It's a matter of quality -- with their fifth release, Incorporated, Splitsville has never been in a better space. Confident, assured and able to transcend a variety of musical styles, these are guys who know their stuff and deliver it with a level of studio expertise that approaches fine art. What's more, they manage to retain the atmosphere of fun that has always been their trademark.
This ten-track gem of an album grows on you, releasing its diverse surprises and subtle hooks over the course of repeated listens. At first listen, you might think it's decent. By the tenth listen, you'll know it's superb. That is the musical magic perpetrated by veteran power pop rockers Splitsville (formed out of the ashes of the Greenberry Woods) in this, their latest and arguably greatest yet.
The band has become a solid quartet with the addition of talented guitarist/vocalist Tony Waddy. He joins the seasoned lineup of the twin brothers Huseman (Matt on guitar and lead vocals primarily, Brandt on drums, percussion and vocals) and Paul Krysiak (bass, keyboards and vocals), and the results are mighty fine.
Working again with producer Dave Nachodsky, Splitsville assemble a set that covers a fairly good expanse of musical styles (but perhaps not quite so wide a realm as the selections found on 1998's Repeater) in a clean, controlled way. There is nothing casual or happenstance about this music -- it's all well thought out and expertly executed, from the nuances and leads to the clever lyrics.

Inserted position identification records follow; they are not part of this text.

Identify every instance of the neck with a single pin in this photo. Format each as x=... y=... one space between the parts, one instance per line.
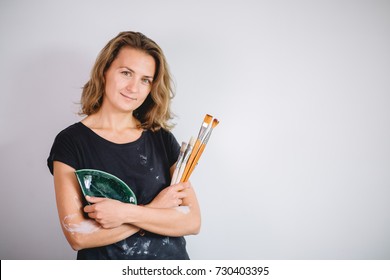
x=112 y=121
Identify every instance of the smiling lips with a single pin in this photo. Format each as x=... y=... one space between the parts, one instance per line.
x=129 y=97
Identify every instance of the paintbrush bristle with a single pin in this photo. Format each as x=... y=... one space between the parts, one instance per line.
x=215 y=123
x=192 y=141
x=208 y=118
x=183 y=147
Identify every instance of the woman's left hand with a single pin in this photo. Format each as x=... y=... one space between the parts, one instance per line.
x=107 y=212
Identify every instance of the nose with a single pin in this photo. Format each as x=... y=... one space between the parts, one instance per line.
x=132 y=86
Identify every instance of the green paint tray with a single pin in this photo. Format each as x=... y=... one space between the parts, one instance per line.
x=102 y=184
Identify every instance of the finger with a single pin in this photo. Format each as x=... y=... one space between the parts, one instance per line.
x=89 y=209
x=181 y=195
x=92 y=215
x=94 y=199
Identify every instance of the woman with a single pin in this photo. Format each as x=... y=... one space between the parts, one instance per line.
x=125 y=133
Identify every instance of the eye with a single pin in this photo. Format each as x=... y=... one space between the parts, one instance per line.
x=147 y=81
x=126 y=73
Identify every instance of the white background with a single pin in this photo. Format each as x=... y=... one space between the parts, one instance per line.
x=298 y=167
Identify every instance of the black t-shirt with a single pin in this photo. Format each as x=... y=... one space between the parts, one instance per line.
x=143 y=165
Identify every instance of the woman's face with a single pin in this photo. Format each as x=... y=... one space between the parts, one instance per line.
x=128 y=80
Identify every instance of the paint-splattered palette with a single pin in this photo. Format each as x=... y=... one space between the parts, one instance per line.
x=102 y=184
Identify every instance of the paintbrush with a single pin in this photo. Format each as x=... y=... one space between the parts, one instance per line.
x=200 y=151
x=186 y=156
x=179 y=162
x=202 y=132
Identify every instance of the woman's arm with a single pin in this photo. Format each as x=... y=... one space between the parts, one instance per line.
x=81 y=232
x=163 y=216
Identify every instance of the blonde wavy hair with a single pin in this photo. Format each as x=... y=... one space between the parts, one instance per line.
x=155 y=112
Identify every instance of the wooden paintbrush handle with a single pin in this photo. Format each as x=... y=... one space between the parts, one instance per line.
x=195 y=162
x=191 y=159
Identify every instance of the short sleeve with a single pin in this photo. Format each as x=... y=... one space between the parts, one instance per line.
x=172 y=146
x=63 y=150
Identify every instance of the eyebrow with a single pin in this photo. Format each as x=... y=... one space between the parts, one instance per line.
x=131 y=70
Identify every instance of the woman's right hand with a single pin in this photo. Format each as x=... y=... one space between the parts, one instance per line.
x=170 y=197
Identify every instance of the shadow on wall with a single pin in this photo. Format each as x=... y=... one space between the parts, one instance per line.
x=44 y=92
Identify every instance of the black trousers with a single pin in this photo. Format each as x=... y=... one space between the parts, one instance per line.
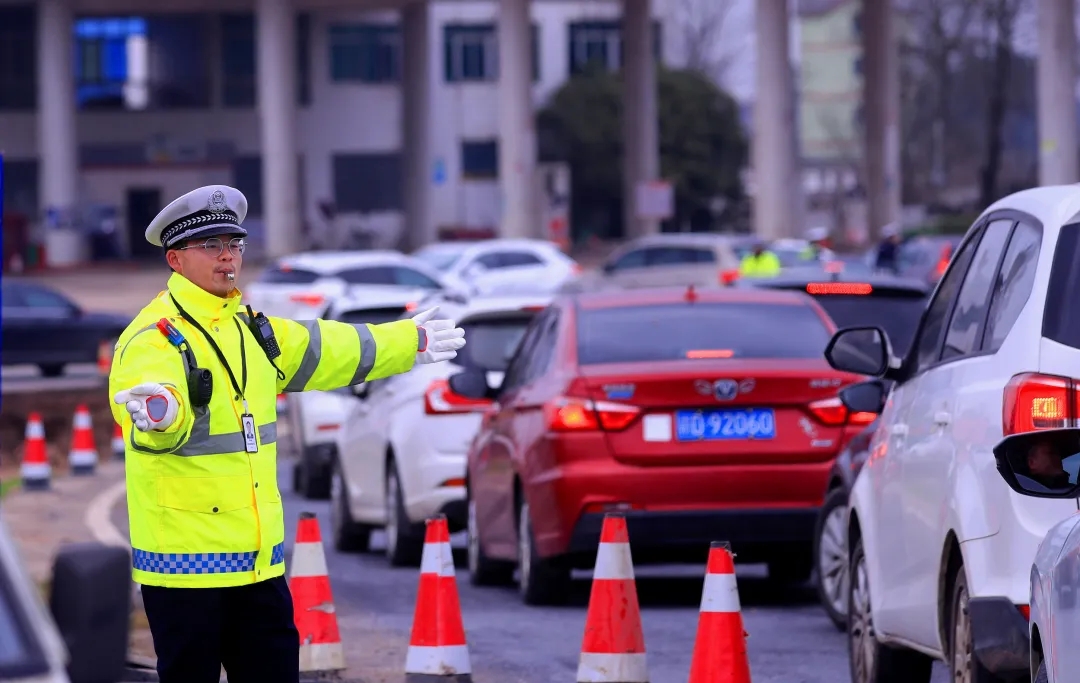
x=248 y=629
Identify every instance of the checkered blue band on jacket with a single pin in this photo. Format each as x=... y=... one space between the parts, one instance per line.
x=201 y=562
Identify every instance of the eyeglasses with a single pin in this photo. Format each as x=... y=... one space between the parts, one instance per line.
x=214 y=246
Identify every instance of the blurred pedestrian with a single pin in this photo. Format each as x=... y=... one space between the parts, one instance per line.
x=194 y=384
x=760 y=263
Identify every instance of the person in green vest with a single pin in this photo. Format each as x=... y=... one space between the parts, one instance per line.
x=760 y=263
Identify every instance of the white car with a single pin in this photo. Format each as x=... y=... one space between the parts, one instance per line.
x=1045 y=464
x=940 y=547
x=300 y=286
x=315 y=417
x=468 y=267
x=402 y=451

The opening track, "White Dwarf", moves between soft and hard, going from gently strummed opening guitar and bass to the heavy driving chords that back most of this spare lyrical contemplation of our cosmic inadequacy in communicating our ideas, dreams, and spiritual aspects. There's a wonderful Tony Waddy guitar lead in mid-song that grows before the singer's eventual concession to keep his feet "on solid ground".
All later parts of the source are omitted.